Saturday, March 26, 2011
Blog # 139 Living Faith
Blog # 139 Living Faith
This morning I was reflecting upon what it means for us to be holy. In my concordance I found hundreds of references using the word holy. I did not have time to read them all . One in particular from the Hebrew Bible attracted my attention. It was Leviticus 11:44 : " I, the Lord, am your God and you shall make and keep yourselves holy, because I am holy." My reflection had begun with a desire on my part to further clarify for myself the meaning in our Catholic faith of what we know in theology as the gift of Sanctifying Grace, the gift that makes us holy.
The immediate reference in Leviticus is to the command of God for His people not to be contaminated by eating food that would be designated by God as "unclean". Through their obedience they would be uniting themselves with God's desire, an experience that fits very easily into the definition of love. In Luke 6:36 Jesus tells His disciples they are to "be merciful just as your Father is merciful." Then we have Jesus praying in John's Gospel (17: 20 - 23,26) to the Father : "I pray...that all may be one, as we are one---I living in them, you living in me---that their unity may be complete. So shall the world know that you loved them as you loved me...To them I have revealed your name...so that your love for me may live in them, and I may live in them. And in John 14:23 Jesus says: " Anyone who loves me will be true to my word, and my Father will love him; we will come to him and make our dwellng place with him." In our Catholic theology these and similar texts apply to the gift of Sanctifying Grace, a share in God's divine life in a limited human way, making us holy and given by God in the Sacrament of Baptism, lost or distorted by the betrayal of sin.
At the entrance of all our Catholic churches is a font of blessed water. It is intended to be a reminder to all of us coming into church of our Baptism. Dipping our hand into the water and making the sign of the Cross is an invitation to renew our faith in the meaning and effect of our Baptism. Born into a deeply faithful Catholic family, my Baptism occurred when I was just three weeks old. Two of my cousins, one on my mother's side of the family and the other on my father's side came with their families from the Bronx and from Brooklyn to be my Godparents. As in the experience of my natural birth three weeks before so now in the experience of my second birth 'from above' I had nothing to do with it but to be there. I could not buy it. It could not earned. It was a gift, by nature something that can only be received. I was to receive the gift of new life, born from above, God's love within me, a gift that only God could offer. All I had to do was grow up and believe in it, to make God's love my own, to be holy, compassionate, merciful, loved as the Father loves Jesus, called to do God's will in union with Jesus for the rest of my life and into eternity! WOW !
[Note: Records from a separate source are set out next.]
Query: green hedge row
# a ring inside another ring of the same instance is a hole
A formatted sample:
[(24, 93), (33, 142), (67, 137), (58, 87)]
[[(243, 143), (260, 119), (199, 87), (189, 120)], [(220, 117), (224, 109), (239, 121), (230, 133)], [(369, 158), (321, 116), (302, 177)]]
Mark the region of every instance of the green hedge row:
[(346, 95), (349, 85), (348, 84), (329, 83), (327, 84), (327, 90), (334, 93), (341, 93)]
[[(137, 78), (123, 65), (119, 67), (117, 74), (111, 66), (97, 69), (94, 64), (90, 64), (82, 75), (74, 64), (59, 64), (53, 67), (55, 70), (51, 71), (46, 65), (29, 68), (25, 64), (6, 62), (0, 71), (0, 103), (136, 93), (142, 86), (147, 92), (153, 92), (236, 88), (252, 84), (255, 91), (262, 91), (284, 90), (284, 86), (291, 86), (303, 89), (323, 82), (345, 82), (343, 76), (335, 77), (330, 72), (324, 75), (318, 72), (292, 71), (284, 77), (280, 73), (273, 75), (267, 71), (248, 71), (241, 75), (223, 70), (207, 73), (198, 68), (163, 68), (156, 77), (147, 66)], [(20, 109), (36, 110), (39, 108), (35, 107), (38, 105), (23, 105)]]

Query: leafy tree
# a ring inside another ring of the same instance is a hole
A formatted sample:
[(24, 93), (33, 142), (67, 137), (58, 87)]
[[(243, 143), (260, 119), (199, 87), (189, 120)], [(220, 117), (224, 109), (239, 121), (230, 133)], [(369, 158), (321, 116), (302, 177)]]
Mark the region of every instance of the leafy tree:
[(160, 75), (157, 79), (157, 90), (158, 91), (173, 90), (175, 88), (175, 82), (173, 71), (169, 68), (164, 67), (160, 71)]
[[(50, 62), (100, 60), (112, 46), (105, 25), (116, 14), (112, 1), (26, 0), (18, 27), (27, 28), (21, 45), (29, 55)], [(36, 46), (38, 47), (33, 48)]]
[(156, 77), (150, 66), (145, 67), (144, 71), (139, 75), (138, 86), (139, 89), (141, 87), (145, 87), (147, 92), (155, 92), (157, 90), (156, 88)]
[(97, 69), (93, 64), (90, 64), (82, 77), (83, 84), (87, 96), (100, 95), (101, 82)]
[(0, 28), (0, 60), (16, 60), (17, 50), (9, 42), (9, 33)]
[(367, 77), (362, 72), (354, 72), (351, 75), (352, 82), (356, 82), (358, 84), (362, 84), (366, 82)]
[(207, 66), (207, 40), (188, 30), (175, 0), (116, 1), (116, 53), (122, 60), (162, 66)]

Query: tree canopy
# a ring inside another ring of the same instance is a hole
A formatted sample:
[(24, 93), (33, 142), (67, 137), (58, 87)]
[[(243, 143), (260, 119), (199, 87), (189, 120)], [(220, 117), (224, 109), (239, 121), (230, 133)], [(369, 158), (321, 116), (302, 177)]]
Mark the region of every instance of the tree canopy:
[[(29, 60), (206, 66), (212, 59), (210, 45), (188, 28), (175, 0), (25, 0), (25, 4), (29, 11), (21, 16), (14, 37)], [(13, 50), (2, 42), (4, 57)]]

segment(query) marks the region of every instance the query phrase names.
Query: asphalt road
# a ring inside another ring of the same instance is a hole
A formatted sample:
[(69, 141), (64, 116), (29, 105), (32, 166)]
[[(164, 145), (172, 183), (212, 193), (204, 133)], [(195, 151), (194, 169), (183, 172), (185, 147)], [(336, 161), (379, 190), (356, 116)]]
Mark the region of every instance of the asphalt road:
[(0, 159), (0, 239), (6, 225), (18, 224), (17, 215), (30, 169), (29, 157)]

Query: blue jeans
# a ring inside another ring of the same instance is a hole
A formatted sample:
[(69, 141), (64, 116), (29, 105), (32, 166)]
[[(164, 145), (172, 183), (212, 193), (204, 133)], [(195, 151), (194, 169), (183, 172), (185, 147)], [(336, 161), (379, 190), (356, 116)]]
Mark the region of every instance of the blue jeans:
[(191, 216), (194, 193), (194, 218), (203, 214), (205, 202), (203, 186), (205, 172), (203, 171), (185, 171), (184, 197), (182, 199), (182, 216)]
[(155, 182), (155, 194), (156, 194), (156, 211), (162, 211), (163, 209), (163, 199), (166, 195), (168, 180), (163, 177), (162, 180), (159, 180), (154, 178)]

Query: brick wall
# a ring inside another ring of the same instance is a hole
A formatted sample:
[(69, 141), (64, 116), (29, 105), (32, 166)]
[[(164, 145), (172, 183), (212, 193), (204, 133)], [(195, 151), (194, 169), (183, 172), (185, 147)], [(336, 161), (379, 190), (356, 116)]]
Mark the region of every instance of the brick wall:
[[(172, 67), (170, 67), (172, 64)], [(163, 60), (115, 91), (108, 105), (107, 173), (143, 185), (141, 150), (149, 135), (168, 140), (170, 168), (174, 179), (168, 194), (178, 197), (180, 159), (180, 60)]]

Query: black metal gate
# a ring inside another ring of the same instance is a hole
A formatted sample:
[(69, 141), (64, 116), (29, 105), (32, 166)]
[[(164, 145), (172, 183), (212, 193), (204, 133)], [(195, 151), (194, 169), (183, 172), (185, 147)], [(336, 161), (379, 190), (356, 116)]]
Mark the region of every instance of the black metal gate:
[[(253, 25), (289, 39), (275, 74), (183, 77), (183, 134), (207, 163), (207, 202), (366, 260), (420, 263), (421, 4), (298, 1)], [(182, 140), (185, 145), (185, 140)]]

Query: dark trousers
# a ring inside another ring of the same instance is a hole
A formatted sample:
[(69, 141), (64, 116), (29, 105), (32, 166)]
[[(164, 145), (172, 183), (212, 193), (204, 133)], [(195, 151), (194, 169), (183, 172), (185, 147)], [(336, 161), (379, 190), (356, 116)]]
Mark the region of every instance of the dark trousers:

Though the sounds of it meant nothing to me that first day of my new-born life in Jesus , the priest said in Latin as he poured the water over my head: "Charles Matthew, I Baptize you in the Name of the Father and of the Son and of the Holy Spirit." If he did it correctly he did not say "Amen" , as we usually do whenever the three Divine Persons come together in prayer. I have always interpreted this omission of the Amen in the Baptismal rite as a deliberate choice on the part of the Church to offer the person being Baptized an invitation and opportunity of living out the new identity he or she receives through our reception of the Sacrament of Baptism as a member of the Church, a branch on the Vine, vivified and made holy with the presence of our living God within us.
Amen means Yes. At my present age, and starting at the age of five, if I had been made aware of it in my religious education experiences and had accepted the invitation to fill the gap left by the omission of the Amen at the time I was Baptized I would have willfully and freely, joyfully and hopefully done that with my own personal Amen all through the years of my life at least twice a day in the mornings and at bedtime a minimum of well over fifty five thousand times!
Praying the Amen! of our Baptism could be compared to signing a contract with a Company or a pro ball team, making a commitment to do a certain thing for the Company or team, to keep myself up on the development of the buiness or to keep myself in the physical shape that will permit me to play the game the best I can. In response to my commitment, the Company and the team grant me identified benefits. The Baptismal Yes prayer has power. In times of temptation, Yes, Lord, Amen! In times of joy, Thank You, Lord, Amen! In sorrow, Be with me, Lord. Amen! In the morning: Amen! At the end of the day: Amen! At the instant of death: I come to do Your will, O lord. Amen!